Fools and fanatics lead while the wise stall

It is sad to say, but South Africa is suffering from a serious lack of political leadership. Two Sundays ago, Cope spokesperson Palesa Morudi wrote a long article attacking the ANC for choosing a man who is facing criminal charges to be the face of its election campaign.

It is sad to say, but South Africa is suffering from a serious lack of political leadership. Two Sundays ago, Cope spokesperson Palesa Morudi wrote a long article attacking the ANC for choosing a man who is facing criminal charges to be the face of its election campaign.

While I wholly agree with Morudi, it struck me as rich coming from a party that, at that stage, was unable to make up its mind as to who will lead it. Cope, for all its pretensions, seems bereft of leadership that is beyond reproach.

Its entire leadership has been chosen by "consensus", which means that they were appointed by Cope's more influential members. Heaven knows what criteria was used.

The other day Cope went on another fishing expedition. They announced that Frank Chikane, the director-general in the presidency, would be its candidate for Gauteng premier. It did not matter that Chikane is not a member of the party.

The message sent is that none of the members in Gauteng are good enough for the job. And they claimed to have over 400000 members when they launched.

Cope should be aware that the media attention they are getting is not so much on the basis of them being better than the ruling party, but because they have breathed new excitement into a political scene that was getting moribund.

Much as the ANC can deny it, the fact that they will not hold a rally on the same day in the same area as, say Azapo, tells you that even they take Cope seriously.

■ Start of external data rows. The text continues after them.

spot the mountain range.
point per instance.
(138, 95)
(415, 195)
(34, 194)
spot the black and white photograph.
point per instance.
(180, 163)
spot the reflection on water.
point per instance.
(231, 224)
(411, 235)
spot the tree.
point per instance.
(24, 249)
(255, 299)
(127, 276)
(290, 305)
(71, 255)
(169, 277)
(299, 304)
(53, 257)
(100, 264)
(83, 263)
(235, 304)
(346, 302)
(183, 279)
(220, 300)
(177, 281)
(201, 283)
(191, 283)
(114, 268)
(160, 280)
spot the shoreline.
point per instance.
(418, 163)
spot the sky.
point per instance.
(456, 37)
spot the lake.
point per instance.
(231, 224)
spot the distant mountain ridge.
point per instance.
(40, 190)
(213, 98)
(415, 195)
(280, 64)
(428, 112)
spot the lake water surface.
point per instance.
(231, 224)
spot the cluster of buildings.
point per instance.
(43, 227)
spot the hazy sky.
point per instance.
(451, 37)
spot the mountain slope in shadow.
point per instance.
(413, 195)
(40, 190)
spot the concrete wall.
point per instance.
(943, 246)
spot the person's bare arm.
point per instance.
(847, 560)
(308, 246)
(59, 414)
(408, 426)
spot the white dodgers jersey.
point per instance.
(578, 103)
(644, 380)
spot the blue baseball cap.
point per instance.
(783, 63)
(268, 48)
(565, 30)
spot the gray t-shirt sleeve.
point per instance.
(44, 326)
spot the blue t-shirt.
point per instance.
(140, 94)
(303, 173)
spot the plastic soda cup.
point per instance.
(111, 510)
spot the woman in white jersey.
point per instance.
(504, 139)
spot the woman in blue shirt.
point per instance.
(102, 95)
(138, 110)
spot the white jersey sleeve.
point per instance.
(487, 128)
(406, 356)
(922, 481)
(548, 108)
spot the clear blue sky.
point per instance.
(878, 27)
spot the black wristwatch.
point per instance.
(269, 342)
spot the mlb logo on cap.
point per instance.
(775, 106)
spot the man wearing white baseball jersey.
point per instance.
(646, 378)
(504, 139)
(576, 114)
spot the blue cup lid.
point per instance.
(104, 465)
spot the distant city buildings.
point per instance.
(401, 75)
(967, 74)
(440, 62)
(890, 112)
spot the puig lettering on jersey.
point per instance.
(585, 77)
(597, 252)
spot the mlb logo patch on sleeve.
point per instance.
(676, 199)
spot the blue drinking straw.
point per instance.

Speaking of Azapo, one cannot help remembering the days when they elected a new leader each time it held a conference. It might have hindered continuity, but it surely created an organisation where the thinking and leadership was not left to an anointed some. The downside was that they lacked the glue that could hold Azapo together, resulting in the very many splinter groups.

The IFP is, in Mangosuthu Buthelezi, still parading an octogenarian who has led the party since he founded it in 1975. Like Zanu-PF's Robert Mugabe, only the grave will force the IFP to start thinking of a succession plan.

But the gravest concern is the lack of leadership in the ANC. While other parties can afford to have flawed leadership structures, the same cannot be said for the ANC. It is still a party that, on its brand alone, will return to power after April 22 and most likely again in 2014. It is sad when it cannot attract the best brains for its top job, choosing instead to unleash the likes of Julius Malema. It does not help that its leader, instead of leading, is indifferent when his party suffers a public relations nightmare in the form of Carl Niehaus or comrade ministers who supposedly speak in fake accents.

We have about 50 million South Africans, surely there are a few individuals who could rescue us from this morass.

Or is it a case so described by philosopher Bertrand Russell of "the whole problem with the world is that fools and fanatics are always so certain of themselves, but wiser people so full of doubts".